El contraste visual entre
La Habana y Santo Domingo. O que el CIGB sólo pueda abonar un pasaje y le
causen resquemores un donativo inesperado.
Subrayados nada sutiles
cuando va una y otra vez de la computadora espacial
del hijo, que se dedica a la música, al cacharro de la madre, que es
científica, con un proyecto de punta, conectan con esa especie de denuncia que atraviesa toda la serie,
pero que no evidencia su causa, con lo cual sus alcances menguan.
Al menos, si nos atenemos a
los postulados de la crítica local que suele ser muy exigente en este aspecto
con las realizaciones extranjeras, a las que les cobra disecciones sociológicas
sobre los fenómenos que tratan.
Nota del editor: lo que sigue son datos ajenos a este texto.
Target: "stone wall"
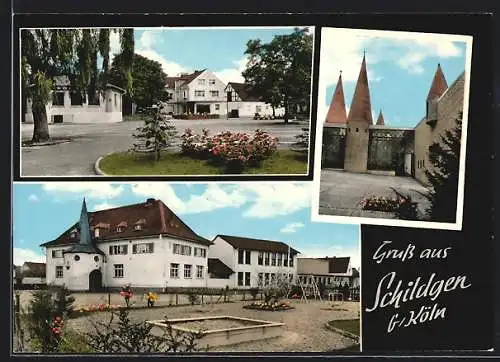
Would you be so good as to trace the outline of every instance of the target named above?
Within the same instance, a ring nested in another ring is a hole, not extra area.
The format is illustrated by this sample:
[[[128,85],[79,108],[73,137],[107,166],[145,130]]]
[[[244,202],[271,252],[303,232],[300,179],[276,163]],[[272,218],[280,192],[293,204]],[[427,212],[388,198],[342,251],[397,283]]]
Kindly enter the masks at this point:
[[[366,172],[368,167],[369,124],[351,121],[347,124],[344,169]]]
[[[345,132],[344,127],[323,127],[321,168],[344,168]]]
[[[434,125],[423,119],[415,128],[415,178],[427,185],[425,170],[433,170],[429,162],[429,146],[439,142],[446,130],[455,126],[455,120],[463,110],[465,73],[441,96],[437,103],[437,121]]]

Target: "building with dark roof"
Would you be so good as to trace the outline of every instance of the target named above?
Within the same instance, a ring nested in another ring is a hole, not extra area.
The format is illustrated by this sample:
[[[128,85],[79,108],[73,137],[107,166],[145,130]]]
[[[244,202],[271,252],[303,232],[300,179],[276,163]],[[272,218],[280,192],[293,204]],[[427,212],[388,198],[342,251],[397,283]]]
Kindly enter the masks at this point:
[[[282,117],[285,108],[273,108],[262,100],[261,95],[248,83],[229,82],[225,88],[227,95],[227,113],[230,118],[275,116]]]
[[[211,241],[161,200],[88,212],[46,248],[47,284],[98,291],[124,285],[205,287]]]
[[[284,276],[295,280],[299,251],[289,244],[233,235],[217,235],[212,243],[209,258],[217,258],[232,274],[218,281],[212,278],[211,285],[255,288]]]
[[[297,258],[297,276],[306,286],[359,286],[359,272],[351,266],[350,257]]]
[[[463,110],[465,73],[451,86],[438,64],[431,81],[426,114],[414,128],[391,127],[380,110],[372,117],[366,57],[363,56],[347,114],[342,74],[323,126],[322,168],[388,175],[407,175],[426,185],[432,169],[429,146],[455,126]]]

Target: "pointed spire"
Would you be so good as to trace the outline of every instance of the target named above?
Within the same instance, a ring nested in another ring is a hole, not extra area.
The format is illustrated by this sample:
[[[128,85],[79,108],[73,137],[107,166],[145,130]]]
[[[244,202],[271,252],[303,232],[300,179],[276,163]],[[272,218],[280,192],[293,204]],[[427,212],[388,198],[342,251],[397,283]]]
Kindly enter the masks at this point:
[[[346,123],[347,112],[345,108],[344,87],[342,85],[342,71],[340,71],[337,86],[333,92],[332,102],[326,115],[326,123]]]
[[[368,72],[366,70],[366,54],[363,54],[363,62],[359,71],[358,82],[352,97],[351,108],[349,110],[350,121],[365,121],[373,123],[372,106],[370,101],[370,88],[368,87]]]
[[[83,198],[82,211],[80,213],[80,244],[92,244],[89,215],[87,212],[87,203],[85,202],[85,198]]]
[[[377,126],[384,126],[385,125],[385,122],[384,122],[384,115],[382,114],[382,110],[380,110],[380,113],[378,114],[378,118],[377,118],[377,123],[376,123]]]
[[[448,89],[448,83],[444,77],[443,70],[441,69],[441,64],[438,63],[436,73],[432,79],[431,88],[429,89],[429,94],[427,95],[427,100],[434,100],[443,95],[443,93]]]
Cuando en la mayoría de los casos basta con que
nos cuenten una historia. De preferencia bien.
La de Rudy, aunque logra
una dignidad en el apartado de puesta poco vista en nuestros lares, sigue
resentida en la parte del relato.
Por ello, se vuelve tan
imperativo que, junto a científicos de talla mundial, modestos, pero capaces,
aparezcan guionistas que sepan hacer de su oficio más que una ciencia, un arte
y entierren para siempre esta lapidaria sentencia de la propia Isabel:
"Tenemos un cine de autor porque no tenemos quien lo escriba".
"Tenemos un cine de autor porque no tenemos quien lo escriba".
PS. Nuevamente, el
leitmotiv del accidente – que debería enlazar todas las historias al decir de
Mora – quedó relegado como un simple injerto (lo cual, obviamente, va más allá
de decisiones de edición de última hora).